The information collected through the program is combined in a single Survey Activity map. There are a range of different ways you can take part in this program regardless of skill level.
“A sighting can be anything a Reef user feels important enough to report and can include incidents like a bleaching event, Crown-of-thorns starfish, stranded or sick wildlife and coral damage. Other sightings are often special moments like seeing protected species, charismatic wildlife and awe inspiring events like mass spawning.We welcome sightings from within the Great Barrier Reef Marine Park, as well as adjacent areas such as the Coral Sea, Gulf of Carpentaria and southern Queensland region.”
For the first time, monitor the numbers of the Australian east coast population of grey nurse sharks and determine if it is increasing, stable or declining.
Provide information on the distribution and movements at different stages in their life history.
Provide data to enable interactions with commercial and recreational fishing gear to be quantified, along with associated injuries and any shark recovery.
Help to identify new aggregation sites.
Increase public awareness.
GNS Watch through community and researcher photos will provide good data for management purposes via an open and transparent mechanism that involves interested parties.
The grey nurse shark (Carcharias taurus) is one of Australia’s most endangered species. Grey Nurse Shark Watch was established in 2011 and is a citizen science research and monitoring program that uses the unique spot pattern on the sides of each shark for photo-identification.
The success of the program is dependant on visual counts and photographs of grey nurse sharks that are collected opportunistically throughout the year, and during two annual scheduled surveys (Survey 1 is in January/February and Survey 2 is in July/August) to photo-identify and photo-recapture individual sharks.

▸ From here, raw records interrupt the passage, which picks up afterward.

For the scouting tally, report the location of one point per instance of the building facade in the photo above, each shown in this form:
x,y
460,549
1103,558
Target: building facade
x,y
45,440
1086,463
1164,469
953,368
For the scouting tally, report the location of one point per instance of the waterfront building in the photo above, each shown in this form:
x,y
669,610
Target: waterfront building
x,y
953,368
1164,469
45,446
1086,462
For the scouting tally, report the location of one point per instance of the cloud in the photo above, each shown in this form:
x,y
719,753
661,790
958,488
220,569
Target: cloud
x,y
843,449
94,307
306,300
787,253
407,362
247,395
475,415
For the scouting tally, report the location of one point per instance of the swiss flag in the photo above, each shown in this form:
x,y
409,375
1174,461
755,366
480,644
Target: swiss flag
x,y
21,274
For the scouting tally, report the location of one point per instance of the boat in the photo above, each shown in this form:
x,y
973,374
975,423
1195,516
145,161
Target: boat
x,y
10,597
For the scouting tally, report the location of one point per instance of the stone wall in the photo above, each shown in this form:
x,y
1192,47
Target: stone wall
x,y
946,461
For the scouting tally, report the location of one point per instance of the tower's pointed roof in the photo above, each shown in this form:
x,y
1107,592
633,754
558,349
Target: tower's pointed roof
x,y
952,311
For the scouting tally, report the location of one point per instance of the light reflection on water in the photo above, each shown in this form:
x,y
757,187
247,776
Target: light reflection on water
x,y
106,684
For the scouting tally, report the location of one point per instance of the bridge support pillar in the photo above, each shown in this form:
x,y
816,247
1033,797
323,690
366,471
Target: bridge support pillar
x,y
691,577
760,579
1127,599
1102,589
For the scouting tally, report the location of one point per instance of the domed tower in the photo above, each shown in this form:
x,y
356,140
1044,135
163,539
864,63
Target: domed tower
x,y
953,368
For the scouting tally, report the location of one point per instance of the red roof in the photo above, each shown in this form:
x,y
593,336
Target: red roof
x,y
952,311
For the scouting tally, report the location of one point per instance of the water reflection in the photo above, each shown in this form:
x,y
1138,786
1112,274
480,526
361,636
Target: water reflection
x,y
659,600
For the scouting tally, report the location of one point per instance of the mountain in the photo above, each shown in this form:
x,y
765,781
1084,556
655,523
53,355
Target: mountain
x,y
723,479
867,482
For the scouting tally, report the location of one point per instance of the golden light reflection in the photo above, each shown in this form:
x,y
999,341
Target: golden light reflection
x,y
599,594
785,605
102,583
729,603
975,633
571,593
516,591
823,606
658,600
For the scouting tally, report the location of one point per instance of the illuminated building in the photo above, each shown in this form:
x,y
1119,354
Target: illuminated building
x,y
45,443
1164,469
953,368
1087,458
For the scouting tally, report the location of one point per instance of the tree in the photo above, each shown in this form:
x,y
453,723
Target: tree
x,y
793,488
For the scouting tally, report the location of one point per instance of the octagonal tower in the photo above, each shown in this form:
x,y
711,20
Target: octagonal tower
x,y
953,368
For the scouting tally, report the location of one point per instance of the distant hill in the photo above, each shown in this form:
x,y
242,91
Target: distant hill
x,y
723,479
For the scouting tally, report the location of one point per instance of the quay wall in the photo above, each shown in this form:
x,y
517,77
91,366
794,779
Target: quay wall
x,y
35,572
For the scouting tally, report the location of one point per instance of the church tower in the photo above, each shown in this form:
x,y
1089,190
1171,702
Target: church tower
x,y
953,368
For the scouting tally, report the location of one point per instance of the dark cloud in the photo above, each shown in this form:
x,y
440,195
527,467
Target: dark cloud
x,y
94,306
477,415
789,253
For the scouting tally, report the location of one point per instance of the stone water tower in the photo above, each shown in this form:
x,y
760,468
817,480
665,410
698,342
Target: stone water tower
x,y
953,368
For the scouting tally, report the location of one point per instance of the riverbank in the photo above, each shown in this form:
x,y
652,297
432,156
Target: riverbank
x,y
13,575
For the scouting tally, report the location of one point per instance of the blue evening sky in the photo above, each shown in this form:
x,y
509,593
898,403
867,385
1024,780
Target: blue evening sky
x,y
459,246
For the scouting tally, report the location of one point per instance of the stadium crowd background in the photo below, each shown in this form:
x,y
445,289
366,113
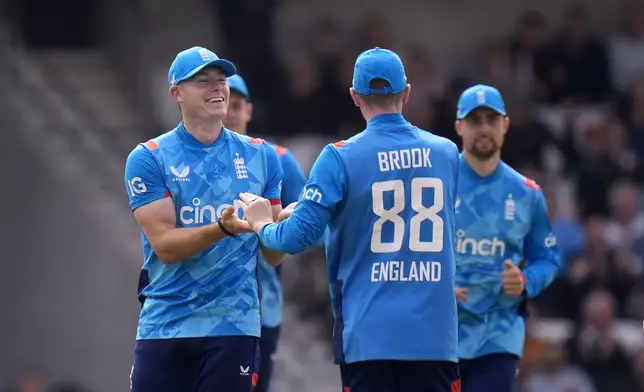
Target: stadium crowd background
x,y
574,85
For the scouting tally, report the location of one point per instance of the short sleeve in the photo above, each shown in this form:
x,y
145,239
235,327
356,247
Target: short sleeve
x,y
144,181
274,175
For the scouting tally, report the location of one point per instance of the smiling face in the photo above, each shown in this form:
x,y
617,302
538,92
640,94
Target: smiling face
x,y
482,132
204,95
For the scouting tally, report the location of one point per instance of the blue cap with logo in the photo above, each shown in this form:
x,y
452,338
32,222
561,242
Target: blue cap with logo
x,y
480,96
237,84
189,62
382,64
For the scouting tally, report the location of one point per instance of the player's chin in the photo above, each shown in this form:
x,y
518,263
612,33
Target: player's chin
x,y
216,110
484,151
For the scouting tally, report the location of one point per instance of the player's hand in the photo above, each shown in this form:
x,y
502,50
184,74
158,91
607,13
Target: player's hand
x,y
512,278
461,294
232,223
257,210
286,212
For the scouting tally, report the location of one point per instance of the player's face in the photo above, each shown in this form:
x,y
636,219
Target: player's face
x,y
239,113
204,95
482,132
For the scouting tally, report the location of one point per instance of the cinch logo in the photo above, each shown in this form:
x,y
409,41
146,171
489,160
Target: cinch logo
x,y
484,247
198,214
312,194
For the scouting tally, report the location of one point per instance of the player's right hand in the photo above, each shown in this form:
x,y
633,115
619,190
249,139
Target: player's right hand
x,y
461,294
232,223
286,212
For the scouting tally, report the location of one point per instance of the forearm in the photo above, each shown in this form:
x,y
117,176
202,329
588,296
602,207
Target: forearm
x,y
179,244
538,275
274,258
290,236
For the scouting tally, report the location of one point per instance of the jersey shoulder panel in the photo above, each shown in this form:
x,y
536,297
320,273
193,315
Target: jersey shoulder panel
x,y
520,181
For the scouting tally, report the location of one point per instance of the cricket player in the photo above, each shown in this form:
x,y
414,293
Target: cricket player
x,y
501,224
200,318
387,195
240,112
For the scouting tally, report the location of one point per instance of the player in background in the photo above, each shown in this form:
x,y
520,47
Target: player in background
x,y
387,195
501,224
200,316
240,112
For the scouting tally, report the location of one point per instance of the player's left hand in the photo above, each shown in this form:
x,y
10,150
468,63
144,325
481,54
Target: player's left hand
x,y
286,212
257,210
513,283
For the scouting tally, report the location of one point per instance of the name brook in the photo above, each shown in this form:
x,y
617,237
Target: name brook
x,y
404,159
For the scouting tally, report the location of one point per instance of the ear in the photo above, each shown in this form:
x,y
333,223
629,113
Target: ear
x,y
175,93
506,124
406,93
354,96
458,125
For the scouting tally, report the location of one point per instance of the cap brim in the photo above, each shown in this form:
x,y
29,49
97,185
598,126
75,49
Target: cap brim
x,y
462,115
226,66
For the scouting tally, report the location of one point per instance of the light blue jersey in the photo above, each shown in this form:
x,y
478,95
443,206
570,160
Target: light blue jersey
x,y
500,216
387,196
214,293
272,295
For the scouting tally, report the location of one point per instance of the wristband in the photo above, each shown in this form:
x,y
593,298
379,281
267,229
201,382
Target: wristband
x,y
224,230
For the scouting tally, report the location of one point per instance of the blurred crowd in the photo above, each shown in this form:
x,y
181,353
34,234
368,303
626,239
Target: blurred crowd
x,y
576,102
575,97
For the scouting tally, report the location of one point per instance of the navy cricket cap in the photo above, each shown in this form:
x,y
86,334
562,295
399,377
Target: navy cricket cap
x,y
480,96
189,62
237,84
379,64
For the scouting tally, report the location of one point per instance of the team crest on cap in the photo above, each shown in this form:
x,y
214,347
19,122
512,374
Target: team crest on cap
x,y
205,56
480,97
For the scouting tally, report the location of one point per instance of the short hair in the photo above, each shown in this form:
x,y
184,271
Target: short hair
x,y
380,101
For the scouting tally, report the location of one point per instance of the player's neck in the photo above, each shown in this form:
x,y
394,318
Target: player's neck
x,y
482,167
368,114
204,131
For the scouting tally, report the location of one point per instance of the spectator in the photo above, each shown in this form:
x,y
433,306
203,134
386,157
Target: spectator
x,y
626,225
527,48
556,374
627,48
428,87
577,69
595,346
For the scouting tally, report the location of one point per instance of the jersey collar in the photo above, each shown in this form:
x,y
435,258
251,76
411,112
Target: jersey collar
x,y
471,173
387,120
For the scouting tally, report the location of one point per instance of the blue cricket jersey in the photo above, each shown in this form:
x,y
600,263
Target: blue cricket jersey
x,y
272,295
214,293
499,217
387,196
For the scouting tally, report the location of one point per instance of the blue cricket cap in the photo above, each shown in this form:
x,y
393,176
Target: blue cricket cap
x,y
189,62
480,96
237,84
379,64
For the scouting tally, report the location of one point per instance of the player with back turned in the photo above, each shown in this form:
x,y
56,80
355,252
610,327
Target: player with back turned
x,y
200,316
387,195
239,114
501,224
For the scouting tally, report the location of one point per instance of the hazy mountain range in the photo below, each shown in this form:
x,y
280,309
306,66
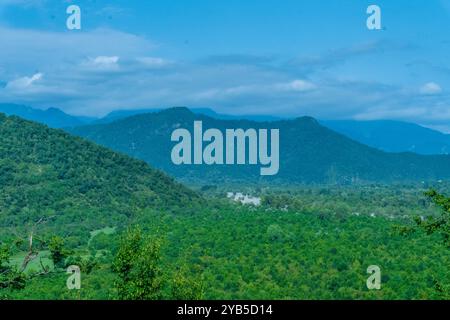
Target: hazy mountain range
x,y
390,136
309,152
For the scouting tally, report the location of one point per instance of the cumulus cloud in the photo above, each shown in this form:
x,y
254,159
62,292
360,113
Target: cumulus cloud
x,y
102,63
156,63
430,88
297,86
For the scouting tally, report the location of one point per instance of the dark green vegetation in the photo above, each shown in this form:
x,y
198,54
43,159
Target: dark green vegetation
x,y
238,252
80,204
50,177
309,152
52,117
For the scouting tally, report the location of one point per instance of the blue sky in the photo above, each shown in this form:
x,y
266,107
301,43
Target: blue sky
x,y
292,58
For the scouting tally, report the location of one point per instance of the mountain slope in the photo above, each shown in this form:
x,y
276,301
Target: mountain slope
x,y
122,114
309,152
46,173
393,136
52,117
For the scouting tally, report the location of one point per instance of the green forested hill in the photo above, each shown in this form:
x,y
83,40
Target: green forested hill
x,y
74,185
309,152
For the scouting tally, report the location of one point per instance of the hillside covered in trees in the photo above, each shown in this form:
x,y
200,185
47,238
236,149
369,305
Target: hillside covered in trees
x,y
309,152
75,185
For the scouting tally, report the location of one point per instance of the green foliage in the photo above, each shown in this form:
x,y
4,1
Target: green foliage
x,y
310,153
46,173
137,267
57,251
440,224
186,287
10,277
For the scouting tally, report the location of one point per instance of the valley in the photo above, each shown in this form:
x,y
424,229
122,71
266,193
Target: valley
x,y
88,206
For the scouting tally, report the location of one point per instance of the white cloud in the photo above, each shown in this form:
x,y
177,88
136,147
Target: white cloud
x,y
430,88
297,86
103,63
24,83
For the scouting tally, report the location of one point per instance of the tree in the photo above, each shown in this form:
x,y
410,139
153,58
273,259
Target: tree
x,y
185,288
440,224
57,251
10,277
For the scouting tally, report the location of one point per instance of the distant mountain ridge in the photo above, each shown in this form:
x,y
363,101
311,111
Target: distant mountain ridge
x,y
309,152
393,136
385,135
51,117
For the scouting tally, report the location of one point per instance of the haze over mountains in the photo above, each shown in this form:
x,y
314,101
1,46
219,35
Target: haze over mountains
x,y
309,152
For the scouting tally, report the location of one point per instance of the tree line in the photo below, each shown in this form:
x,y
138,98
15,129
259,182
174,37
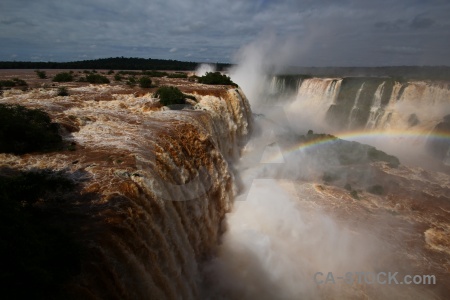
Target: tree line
x,y
113,63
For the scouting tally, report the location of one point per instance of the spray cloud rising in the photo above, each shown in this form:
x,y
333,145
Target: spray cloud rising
x,y
281,231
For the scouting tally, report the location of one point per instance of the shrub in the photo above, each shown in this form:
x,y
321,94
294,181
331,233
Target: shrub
x,y
330,177
145,82
354,194
155,73
96,78
169,95
25,130
177,75
13,82
216,78
376,189
62,91
38,241
63,77
131,81
41,74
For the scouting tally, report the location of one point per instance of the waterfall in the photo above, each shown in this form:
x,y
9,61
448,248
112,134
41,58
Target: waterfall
x,y
155,186
355,108
371,103
375,110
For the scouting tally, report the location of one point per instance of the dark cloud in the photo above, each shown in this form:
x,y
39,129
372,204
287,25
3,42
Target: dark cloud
x,y
421,22
325,32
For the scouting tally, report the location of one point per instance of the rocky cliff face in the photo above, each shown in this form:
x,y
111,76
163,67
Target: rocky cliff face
x,y
155,184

Project Manta was established in 2007 and aims to provide much needed biological and ecological information on the species in Australian waters. Individual manta rays are recognisable by a unique pattern of dark markings on an belly surface and by other permanent features. Project Manta need photographs of the ventral surface of mantas showing: between the gill slits, the belly and pelvic fins for photo identification.
Videos of manta rays are also needed. Note that when you share photos with Project Manta, if a new manta is identified from your shots, you will get the naming rights for the manta!
Photos provided are integrated in a major photographic database which includes all pictures of manta rays recorded around the Australian coastline.
If you have images of manta rays from Australian waters you can submit them via email to email@example.com or online via their Facebook page.
Project AWARE was originally established in 1989 by Professional Association of Diving Instructors (PADI) with a mission of educating divers about ocean issues and encouraged participation in underwater conservation activities. The Project AWARE Foundation is now a separate nonprofit organization that raises its own funds focused on growing a global movement of scuba divers protecting the ocean planet – one dive at a time.
They are focused on two main issues: Sharks in Peril and Marine Debris (ocean trash).
Project AWARE are dedicated to supporting divers to help protect the ocean through the provision of online tools and resources; online petitions that influence global environmental policies; and by providing online data collection systems for collecting key data concerning the state of oceans.